I began to feel as if I was his mother more-so than a girlfriend at times when it came to planning out long-term goals and the future. All of these factors caused me to end the relationship under the guise that we both needed to work on ourselves and figure out what we want so we can come back a stronger couple.
Obviously he was devastated (he had put money on a ring, ugh!) and I have never been more upset about something in my life, still I thought it was something I had to do. I moved out and he moved back into our apartment with a roommate. Since then we have maintained contact. We see each other regularly and still have sex, with the understanding of monogamy.
My problem is that since that day I have not stopped thinking about him or us. I wake up every day thinking about him and go to bed doing the same. I carry around this regret of not being with him every second and I really think it’s slowly killing me. I cry constantly. I’ve gone out with other men, but I’m always comparing them to my ex. I’ve tried to bring up my feelings to him but each time I get super flustered and blubbery (I’ve never been able to control my tears well) and I never feel like I can get my point clearly across (this makes him upset and he always tell me to stop crying but I can’t help it!)
Yet, he always says that he “needs to do things to better himself so we can maybe get back together.” He has not changed a thing mind you. But at this point I don’t care, I just want him back. I’ve come to realize that he fulfilled my emotional needs so much that I can deal with everything else. He was my rock and motivation and now I feel kind of like the walking dead, just going through the motions without any direction because the situation is really consuming me. I really do believe that we are meant to be together but I don’t know what to do! I know I should walk away and try and move on with the hopes that he’ll want me back too but I can’t bear the thought of losing him. Please help me I really have no ideas but I know I can’t continue on in this painful limbo any longer. – Regret Gets Exhausting
Dear Ms.

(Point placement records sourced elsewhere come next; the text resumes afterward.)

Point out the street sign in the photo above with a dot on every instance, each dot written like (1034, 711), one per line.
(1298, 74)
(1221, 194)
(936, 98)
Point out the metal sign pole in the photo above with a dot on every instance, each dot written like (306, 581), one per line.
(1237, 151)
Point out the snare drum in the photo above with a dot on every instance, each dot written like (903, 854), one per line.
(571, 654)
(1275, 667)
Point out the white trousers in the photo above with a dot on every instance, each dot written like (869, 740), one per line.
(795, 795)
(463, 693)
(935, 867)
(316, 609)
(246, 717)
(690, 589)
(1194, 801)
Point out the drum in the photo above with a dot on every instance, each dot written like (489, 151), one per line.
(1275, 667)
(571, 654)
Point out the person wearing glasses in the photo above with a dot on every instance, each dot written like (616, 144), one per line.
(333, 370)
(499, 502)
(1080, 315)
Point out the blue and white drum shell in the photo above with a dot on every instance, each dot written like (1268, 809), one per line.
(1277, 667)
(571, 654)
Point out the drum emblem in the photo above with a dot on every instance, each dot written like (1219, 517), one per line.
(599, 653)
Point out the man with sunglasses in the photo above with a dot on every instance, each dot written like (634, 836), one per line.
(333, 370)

Regret Gets Exhausting,
SMDH! I bet you understand now what singer Joni Mitchell was singing about, huh? “You don’t know what you got ‘til it’s gone.”
Look, I understand what you’re going through. I mean, what woman wouldn’t have done what you did? Chile, the man smokes weed every day. His habit costs him $80 a week and he’d rather go broke than give up his weed. LMBAO! Honey, he must not be bringing in that much money. He has a high school diploma with no ambition to go to college. And, it appears he had no ambition to do anything else. I mean he is 6 years older than you, and the man doesn’t have a car or driver’s license. And, by my calculations, he is 30 years old. SMDH! Why? WHY, I ASK?